Wednesday, July 27, 2005

Love (and not in a cheesy way!)

My landlord and landlady came visiting this morning to say good bye before I move. They are the sweetest old couple. Apparently he went to USC and she to UCLA and come the annual big game, they do not talk to each other for the day. She grew up in the house that occupied the plot where the 9 apartment building I live in is located. He grew up seven blocks over and they met at the public library when he was doing some graduate work at USC. They have been married 64 years. And he claims that he still can't read her handwriting. Awww!

Monday, July 25, 2005

Why?

"Why do we journey, muttering
like rumors among the stars?
Is a dimension lost?
Is it love?"

© Maya Angelou 1990

Sunday, July 24, 2005

The Getty

I finally got to visit the Getty Museum. It was beautiful. The perfect place to go to with a packed lunch and sit and write or read or work surrounded by a garden designed by an abstract artist.


Or I could go see Van Gogh's Irises or one of the thousands of other pieces of art that the museum has. It is no MoMA or the Met or even the Art Institute in Chicago but it is so well designed that it is as great a pleasure to potter around as the other better known museums.

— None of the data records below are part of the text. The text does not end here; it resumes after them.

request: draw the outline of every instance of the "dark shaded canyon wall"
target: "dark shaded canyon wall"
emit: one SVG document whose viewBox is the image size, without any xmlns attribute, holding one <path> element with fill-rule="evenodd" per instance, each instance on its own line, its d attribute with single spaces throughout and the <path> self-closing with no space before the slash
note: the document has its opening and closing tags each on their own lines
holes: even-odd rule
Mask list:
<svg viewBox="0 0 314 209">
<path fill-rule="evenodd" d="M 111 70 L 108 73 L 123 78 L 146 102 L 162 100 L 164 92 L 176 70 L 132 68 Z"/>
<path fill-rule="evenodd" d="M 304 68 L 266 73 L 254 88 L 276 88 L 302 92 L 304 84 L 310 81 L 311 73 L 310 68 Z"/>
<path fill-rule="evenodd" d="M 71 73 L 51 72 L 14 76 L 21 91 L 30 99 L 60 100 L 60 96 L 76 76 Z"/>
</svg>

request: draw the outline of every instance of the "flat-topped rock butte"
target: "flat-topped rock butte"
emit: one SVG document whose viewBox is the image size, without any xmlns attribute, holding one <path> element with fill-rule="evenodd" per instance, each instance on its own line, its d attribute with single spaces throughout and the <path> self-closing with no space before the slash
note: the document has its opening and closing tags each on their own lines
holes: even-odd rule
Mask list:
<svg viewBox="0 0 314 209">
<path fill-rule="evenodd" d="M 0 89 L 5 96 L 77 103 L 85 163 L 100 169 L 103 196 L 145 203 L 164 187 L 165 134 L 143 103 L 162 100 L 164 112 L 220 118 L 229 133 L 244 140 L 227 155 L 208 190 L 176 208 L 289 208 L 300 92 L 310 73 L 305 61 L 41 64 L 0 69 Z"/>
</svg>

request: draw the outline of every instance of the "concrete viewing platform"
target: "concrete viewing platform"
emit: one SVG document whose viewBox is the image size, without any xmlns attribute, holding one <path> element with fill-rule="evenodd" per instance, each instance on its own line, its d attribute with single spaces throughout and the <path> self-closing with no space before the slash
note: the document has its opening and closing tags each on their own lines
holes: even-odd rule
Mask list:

As you can see I had a great time. How stupid was I to not have gone these last 13 months? (That is a rhetorical question, please don't leave comments to answer that!!)

Thursday, July 21, 2005

A Move is a Move is a Move...

People in this country move at the drop of a hat. They put things in storage (a bigger business than Hollywood apparently) and go off to China or Upper Volta (no, I don't know if its now called something else and I am too lazy to look it up) or Arizona. With e-bills and online banking, you could be anywhere really.
I have never actually moved before, not an honest to goodness move. When I first moved out of my parents' home, fresh out of college, I went to b-school. It was probably less than 15 Kms from home, a bus ride away. I would even bring dirty clothes home over the weekends. It was just the best of both worlds where one could wear shorts and rubber chappals to class and eat koraier dal and posto chochchori for Sunday lunches at home. It definitely does not count as a move!
Then I made a move that seemed pretty big at the time - a whole different city, maybe even THE city - Bombay. The thing though is that one moved with a suitcase of clothes and lived in a pretty well-furnished apartment that the company provided. There was no question of owning furniture or god forbid, cooking utensils! When I moved out of there I had accumulated books and shoes but not much else.
The next move was across continents. This time I carried pressure cooker and tawa and khunti and Cotton World t-shirts. Over the next few years I moved just once more, locally in a rented u-haul. When I finally moved out of that little Midwestern town it was the people I missed and still do. The place is an afterthought. The apartments I left behind were familiar but not personal.
And now I make a move that is sudden and unexpected. I am no longer that footloose, I have a couch and a bed and a dining table to take with me. And enough books to surprise the movers. I have to talk to movers and get estimates. It all feels strange and very adult.
Stranger still is the fact that the apartment I will leave behind is one that feels like my own, my very own place and I will miss it. It was where I expected to be for a few years at least. I was planning to get a deck chair for the little balcony, so I could read there on the weekends. I should be relieved that I did not do so as that is one less thing to worry about, but I guess I hate that I never did get to sit and read on my balcony.

Thursday, July 07, 2005

Craziness

A seven day hiatus. But so many changes.
Apparently I am moving 275 miles north in less than a month. Craigslist and Metrorent are my friends now.
More importantly, a close friend usually takes a train from one of the London metro stations that got bombed. He decided to go in late today. Such are the little things that determine fate. He and his wife are both fine. Much love to them and all of you out there.
In other news I wrote my first short story ever for a class that I am taking in the evenings and it felt so good. No, you don't get to read it. Not that you want to - believe me! Its all about death and pestilence and plague and stuff, no good at all. Just to give you an idea of the style, someone in it paints an Asian Mona Lisa for a sushi place in Hollywood. Yes, forced laughter followed by utter despair. Ugh. But nevertheless the process was so cool! Yay for making things up.